Seth goes on to advocate “a more holistic, user-experience-centric approach. ‘Experience Architects’ need to work with students (current and prospective) to determine online content and design. Student input needs to become the dominating impact on our future realignment strategies. … The ‘Experience Architects’ will hold the conversations with students, and both will work collaboratively.”
Ron Bronson tends to agree. Riffing off Seth’s post in an entry of his own titled Portals Aren’t Solutions, he writes: “If more innovation, collaboration and assessment of what students need was being done, we’d be able to go a lot further along in creating useful applications and leverage the talents within our own walls a lot better than we do.”
I can’t say I disagree with either Seth or Ron.
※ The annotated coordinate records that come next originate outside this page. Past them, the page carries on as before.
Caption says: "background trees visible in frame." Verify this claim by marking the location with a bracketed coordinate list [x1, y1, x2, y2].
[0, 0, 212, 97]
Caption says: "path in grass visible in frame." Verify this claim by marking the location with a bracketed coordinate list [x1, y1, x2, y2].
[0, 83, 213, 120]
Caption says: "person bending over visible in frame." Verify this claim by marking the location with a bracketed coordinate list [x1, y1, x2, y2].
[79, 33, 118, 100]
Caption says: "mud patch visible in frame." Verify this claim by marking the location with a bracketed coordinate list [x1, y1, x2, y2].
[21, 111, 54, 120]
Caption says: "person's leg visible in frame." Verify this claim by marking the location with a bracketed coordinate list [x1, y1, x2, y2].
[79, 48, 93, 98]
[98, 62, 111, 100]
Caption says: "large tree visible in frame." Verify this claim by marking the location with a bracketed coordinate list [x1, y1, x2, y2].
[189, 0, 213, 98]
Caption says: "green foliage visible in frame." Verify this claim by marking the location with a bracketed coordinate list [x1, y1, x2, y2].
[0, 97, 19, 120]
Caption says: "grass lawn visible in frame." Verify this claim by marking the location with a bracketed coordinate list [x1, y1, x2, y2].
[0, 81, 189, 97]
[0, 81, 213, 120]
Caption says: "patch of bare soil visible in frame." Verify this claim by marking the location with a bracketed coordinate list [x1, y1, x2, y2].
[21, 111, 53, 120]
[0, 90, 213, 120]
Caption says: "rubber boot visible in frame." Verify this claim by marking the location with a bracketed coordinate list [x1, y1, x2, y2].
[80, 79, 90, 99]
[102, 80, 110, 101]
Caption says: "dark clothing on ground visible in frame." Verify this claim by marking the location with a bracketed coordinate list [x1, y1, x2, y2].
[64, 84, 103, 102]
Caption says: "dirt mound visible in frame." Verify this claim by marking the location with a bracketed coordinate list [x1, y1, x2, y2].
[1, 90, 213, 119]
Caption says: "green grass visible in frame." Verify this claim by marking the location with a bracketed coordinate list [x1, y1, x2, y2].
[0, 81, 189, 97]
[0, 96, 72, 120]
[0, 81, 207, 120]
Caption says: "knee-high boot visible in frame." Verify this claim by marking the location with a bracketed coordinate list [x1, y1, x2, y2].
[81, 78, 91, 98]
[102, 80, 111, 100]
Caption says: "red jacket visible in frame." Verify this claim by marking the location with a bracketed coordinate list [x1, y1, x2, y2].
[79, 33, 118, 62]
But it would be nice, for the sake of debate, to hear a different perspective.
I wonder what Paul Redfern‘s take might be on the topic. Paul presented a good session about merging portals with university websites at the CASE Communications, Marketing and Technology Conference earlier this month. Paul is the director of web communications and electronic media at Gettysburg College, he seems to have found a happy medium. Maybe he’ll join the discussion. Paul?